By Rep. Joseph M. McNamara and Kurt Altman
When Navy fighter pilot Matt Bellina was 30, he went to the doctor to have some odd symptoms checked out. The diagnosis was a shock: Lou Gehrig’s disease, or ALS. ALS is always fatal, usually killing its victims within three years. That was two years ago.
Matt is still with us; but walking, talking, and other basic functions are getting harder every day.
It’s stories like Matt’s that inspired me to introduce the Rhode Island Right To Try Act, which easily passed the House and is now being considered in the Senate.
Every year a million Americans with terminal diagnoses will hear from their doctor that there are no options left, and it’s time to get their affairs in order. What their doctors really mean is that in their toolbox of approved medications, there’s nothing left.
The truth is there are more than 500 treatments just for cancer stuck in the FDA’s pipeline right now; many already available and saving lives in Europe. Right to Try allows patients with terminal illness, who have tried all existing treatments with no success and cannot enroll in a clinical trial, with their doctor’s recommendation and help, to access new treatments that are being safely used in government-approved clinical trials but have not yet been fully approved.
Twenty-eight states have adopted Right to Try and it has been introduced in another 19. We’re not talking about pimple cream for healthy teens. This is about diseases that will kill you if you don’t get help right away.
If you were on a sinking ship, would you pass the only available lifeboat because the government hadn’t finished certifying it yet? Of course not, you’d say, put the lifeboat in the water. Right To Try gets the lifeboats in the water. As Ted Harada, a 38 year old ALS sufferer has said, “it’s not called Right to a Cure, it’s called Right to Try, don’t deny us that opportunity.”
In a recent article, Lisa Kearns and Arthur Caplan argued this is too risky and could cause a more accelerated or painful death. But the only treatments available under Right To Try are those that the FDA has already said are safe. These drugs are already being given to patients lucky enough to qualify for government-sanctioned clinical trials. So any patient using the drug under a Right To Try law is facing the exact same risk as people in clinical trials.

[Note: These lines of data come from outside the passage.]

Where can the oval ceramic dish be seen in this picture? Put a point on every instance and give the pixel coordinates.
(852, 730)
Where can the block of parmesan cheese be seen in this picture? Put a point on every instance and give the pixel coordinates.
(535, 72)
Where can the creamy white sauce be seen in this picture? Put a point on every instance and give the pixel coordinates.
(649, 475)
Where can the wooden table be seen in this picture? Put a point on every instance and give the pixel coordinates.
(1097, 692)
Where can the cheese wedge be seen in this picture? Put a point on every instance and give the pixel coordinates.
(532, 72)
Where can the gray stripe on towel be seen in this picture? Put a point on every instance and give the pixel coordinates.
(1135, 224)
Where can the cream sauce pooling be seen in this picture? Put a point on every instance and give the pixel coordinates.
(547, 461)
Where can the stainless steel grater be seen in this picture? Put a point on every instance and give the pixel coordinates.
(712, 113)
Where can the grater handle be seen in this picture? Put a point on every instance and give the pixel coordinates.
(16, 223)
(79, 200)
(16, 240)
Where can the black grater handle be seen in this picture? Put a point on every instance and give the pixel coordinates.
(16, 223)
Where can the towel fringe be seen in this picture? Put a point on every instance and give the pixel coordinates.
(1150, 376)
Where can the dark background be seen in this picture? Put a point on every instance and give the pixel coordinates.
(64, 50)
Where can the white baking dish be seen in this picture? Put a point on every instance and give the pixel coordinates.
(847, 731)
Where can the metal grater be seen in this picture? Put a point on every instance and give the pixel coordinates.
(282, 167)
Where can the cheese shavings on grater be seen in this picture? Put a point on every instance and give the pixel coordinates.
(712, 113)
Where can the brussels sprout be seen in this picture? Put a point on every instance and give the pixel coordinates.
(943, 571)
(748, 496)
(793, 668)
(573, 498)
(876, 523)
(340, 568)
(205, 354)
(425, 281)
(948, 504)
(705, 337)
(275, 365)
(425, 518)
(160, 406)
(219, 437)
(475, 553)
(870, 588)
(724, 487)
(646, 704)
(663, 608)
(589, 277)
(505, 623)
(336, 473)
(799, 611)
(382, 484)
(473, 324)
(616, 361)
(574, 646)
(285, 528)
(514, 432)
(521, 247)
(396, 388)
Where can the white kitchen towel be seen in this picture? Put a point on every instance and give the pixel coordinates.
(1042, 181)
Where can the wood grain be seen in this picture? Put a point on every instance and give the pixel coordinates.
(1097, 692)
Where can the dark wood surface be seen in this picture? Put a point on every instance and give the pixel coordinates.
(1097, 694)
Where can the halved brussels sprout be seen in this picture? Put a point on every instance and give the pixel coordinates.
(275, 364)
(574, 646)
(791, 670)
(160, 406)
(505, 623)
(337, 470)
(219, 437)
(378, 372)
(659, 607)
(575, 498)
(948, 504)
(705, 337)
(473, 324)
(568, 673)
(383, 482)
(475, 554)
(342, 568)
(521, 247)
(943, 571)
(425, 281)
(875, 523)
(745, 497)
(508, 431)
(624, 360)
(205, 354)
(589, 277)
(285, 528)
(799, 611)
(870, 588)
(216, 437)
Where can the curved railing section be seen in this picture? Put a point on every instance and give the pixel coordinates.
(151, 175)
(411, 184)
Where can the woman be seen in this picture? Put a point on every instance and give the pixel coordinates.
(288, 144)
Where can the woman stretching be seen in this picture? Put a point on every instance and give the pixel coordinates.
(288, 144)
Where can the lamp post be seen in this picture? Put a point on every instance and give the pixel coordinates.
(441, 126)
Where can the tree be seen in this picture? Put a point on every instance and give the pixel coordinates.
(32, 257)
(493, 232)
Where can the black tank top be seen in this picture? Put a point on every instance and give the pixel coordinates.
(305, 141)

Fewer than 3 percent of cancer patients are selected for clinical trials. That leaves 97 percent stuck unable to access a drug in trials that their doctor, based on medical evidence and judgment, believes is their best hope. HB 7156 is for those 97 percent.
Matt’s wife, Caitlin, says it better than I ever could: “Our government asked Matt to strap a rocket to his back and go fly to defend the country, but now when it’s his turn and something is wrong with him, the government says ‘Sorry. It’s too dangerous for you to try that.’”
I don’t want the government to tell dying people that they don’t have the right to try to save their own lives. I want the government to remove barriers that prevent healthcare professionals from providing the care that they are trained to give.
Right To Try laws have helped more than 40 patients access a drug that is finishing its final clinical trial phase and that has already been approved for use in other developed countries. These laws are saving lives today. This is not “false hope,” as Kearns and Caplan profess from their ivory research tower, it is real treatment for real people that was unattainable until Right to Try became law in their states.
If your loved one were dying from a terminal illness and there were promising treatments that could help them, you’d do anything to get them. We shouldn’t make people fighting for their lives fight the government, we should help them. That’s why we must pass the Right To Try law this session. Rhode Island is the state of hope and HB 7156 simply provides a much-needed tool that will give Rhode Islanders, not a guarantee, but an opportunity to take action to make that hope a reality.
Joseph M. McNamara is a Democratic state representative from District 19 in Warwick. He is the chairman of the House Committee on Health, Education and Welfare. Kurt Altman is Of Counsel to the Goldwater Institute.